Berlin 1

Das Hotel behauptet, es läge in Mitte, aber ich bin mir ziemlich sicher, dass das schon Kreuzberg ist.

Ich morgenlaufe also durch Kreuzberg und auf dem Rückweg, so gegen halb 8, fällt mir auf, dass hier irgendwas anders ist als bei meinen Morgenläufen letzte Woche: Aus jeder zweiten Haustür kommen Kinder raus. Teils alleine, teils mit einem Elternteil. Pfingstferien, das kennen die Heiden hier nicht. Und mir fällt wieder auf, wie sehr Schule das Leben strukturiert. Urlaub, Aufstehen, Abendessen. Schule ist der Taktgeber. Für die ganze Familie.

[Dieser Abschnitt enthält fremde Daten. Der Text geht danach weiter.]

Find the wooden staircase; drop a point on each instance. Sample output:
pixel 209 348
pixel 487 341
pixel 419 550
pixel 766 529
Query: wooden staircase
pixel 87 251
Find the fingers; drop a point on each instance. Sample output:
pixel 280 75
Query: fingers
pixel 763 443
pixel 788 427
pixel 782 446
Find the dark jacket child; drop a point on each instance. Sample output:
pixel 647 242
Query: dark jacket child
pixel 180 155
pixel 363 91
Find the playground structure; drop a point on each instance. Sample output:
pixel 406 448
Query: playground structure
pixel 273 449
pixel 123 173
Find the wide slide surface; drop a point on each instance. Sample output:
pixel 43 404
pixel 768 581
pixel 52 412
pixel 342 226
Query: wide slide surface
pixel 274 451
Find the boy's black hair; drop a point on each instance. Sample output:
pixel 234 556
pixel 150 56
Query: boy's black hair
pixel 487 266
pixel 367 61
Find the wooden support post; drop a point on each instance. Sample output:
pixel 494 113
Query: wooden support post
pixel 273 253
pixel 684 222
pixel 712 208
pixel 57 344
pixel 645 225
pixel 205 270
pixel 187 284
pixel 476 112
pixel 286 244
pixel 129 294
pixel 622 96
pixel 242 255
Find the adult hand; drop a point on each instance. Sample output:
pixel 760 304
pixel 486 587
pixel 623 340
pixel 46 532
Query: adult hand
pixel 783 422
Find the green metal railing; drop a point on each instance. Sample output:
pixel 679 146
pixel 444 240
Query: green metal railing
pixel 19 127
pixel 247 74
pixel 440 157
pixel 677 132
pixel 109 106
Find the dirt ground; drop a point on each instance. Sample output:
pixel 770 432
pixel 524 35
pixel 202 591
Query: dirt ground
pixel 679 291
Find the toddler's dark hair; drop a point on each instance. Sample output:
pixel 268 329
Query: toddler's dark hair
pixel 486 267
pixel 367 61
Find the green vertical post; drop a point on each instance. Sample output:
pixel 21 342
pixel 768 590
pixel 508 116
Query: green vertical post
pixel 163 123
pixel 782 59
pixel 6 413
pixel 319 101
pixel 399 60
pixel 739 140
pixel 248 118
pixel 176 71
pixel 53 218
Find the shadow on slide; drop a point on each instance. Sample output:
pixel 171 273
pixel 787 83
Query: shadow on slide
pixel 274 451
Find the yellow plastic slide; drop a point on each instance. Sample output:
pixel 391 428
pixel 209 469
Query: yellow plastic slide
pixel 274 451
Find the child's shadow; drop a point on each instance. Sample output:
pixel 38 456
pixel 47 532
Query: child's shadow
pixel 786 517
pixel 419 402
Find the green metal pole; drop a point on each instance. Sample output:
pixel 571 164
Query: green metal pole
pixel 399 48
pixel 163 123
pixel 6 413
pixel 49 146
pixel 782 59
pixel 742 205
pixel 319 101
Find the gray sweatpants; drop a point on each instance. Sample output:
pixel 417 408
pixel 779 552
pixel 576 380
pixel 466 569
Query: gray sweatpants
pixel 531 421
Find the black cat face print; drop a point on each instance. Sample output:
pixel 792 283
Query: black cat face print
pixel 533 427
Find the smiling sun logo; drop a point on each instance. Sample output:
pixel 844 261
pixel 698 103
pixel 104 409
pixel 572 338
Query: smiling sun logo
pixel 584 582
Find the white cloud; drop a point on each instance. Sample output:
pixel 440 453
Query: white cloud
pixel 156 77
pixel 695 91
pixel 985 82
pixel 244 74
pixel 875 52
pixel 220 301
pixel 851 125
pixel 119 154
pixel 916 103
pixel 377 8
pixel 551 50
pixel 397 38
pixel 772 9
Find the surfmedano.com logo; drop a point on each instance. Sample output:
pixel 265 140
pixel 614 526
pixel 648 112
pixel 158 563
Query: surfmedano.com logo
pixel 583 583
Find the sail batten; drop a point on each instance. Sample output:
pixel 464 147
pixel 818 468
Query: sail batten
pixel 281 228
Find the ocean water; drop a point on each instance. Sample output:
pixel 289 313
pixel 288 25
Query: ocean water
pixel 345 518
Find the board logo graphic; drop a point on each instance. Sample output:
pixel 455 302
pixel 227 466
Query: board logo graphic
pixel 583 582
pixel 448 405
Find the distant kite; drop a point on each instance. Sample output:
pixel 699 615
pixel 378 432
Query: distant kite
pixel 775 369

Und nur wenn Ferien sind, kommt der Takt manchmal ein bisschen durcheinander. In der ersten Pfingsferienwoche habe ich z.B. normal gearbeitet und an keinem einzigen Tag eine Brotzeit mitgenommen. Jeden Tag irgendwo was gekauft. Bäcker, Bringdienst, Restaurant. Klingt jetzt nicht superspektakulär, aber es hat einen Grund, warum mich meine Kolleginnen so nennen, wie sie mich nennen: Stullen-Heibie. Mittags bin ich normalerweise der Mann an der Tupperdose. Schön belegte Brote, die Reste vom Abend davor oder einfach alles, was halt irgendwie noch weg muss, bevor es Beine bekommt. Das ist mein Ding.

Komischerweise gerät diese Routine irgendwie aus der Spur, wenn Ferien sind. Sobald die Kinder nicht da sind oder bis 12 Uhr schlafen und sich keine Pausenbrote mehr schmieren, mach ich es auch nicht mehr. Das ergibt rational gar keinen Sinn, aber vielleicht ist das dieses unsichtbare Band zwischen Eltern und Kind. Bonding ist keine Einbahnstraße.

Daran denke ich, als ich dieses wunderschöne Gewässer umrunde.

Dann folgen sehr viele, sehr interessante Talks. Sie werden unterbrochen von der Erkenntnis, dass der Typ mit der maximalen Stirnsonnenangriffsfläche, der sein Kind letzte Woche noch jeden Tag dreimal ermahnt hat, sich bittebittebitte einzucremen, seine Sonnencreme im Hotel vergessen hat und keinen Schattenplatz auf dem Sonnendeck findet. Der Typ bin übrigens ich. Bravo!

Am Abend ist Kopf und Notizbuch voll.

Aber noch nicht ganz voll. Auf der Fahrt ins Hotel bleibt noch Platz für diesen Gedanken: Früher hat man Touristen an der Bauchtasche und Ärzte an den Crocs erkannt. Heute ist man mit beidem einfach nur ein ganz normaler Teenager. Gefällt mir.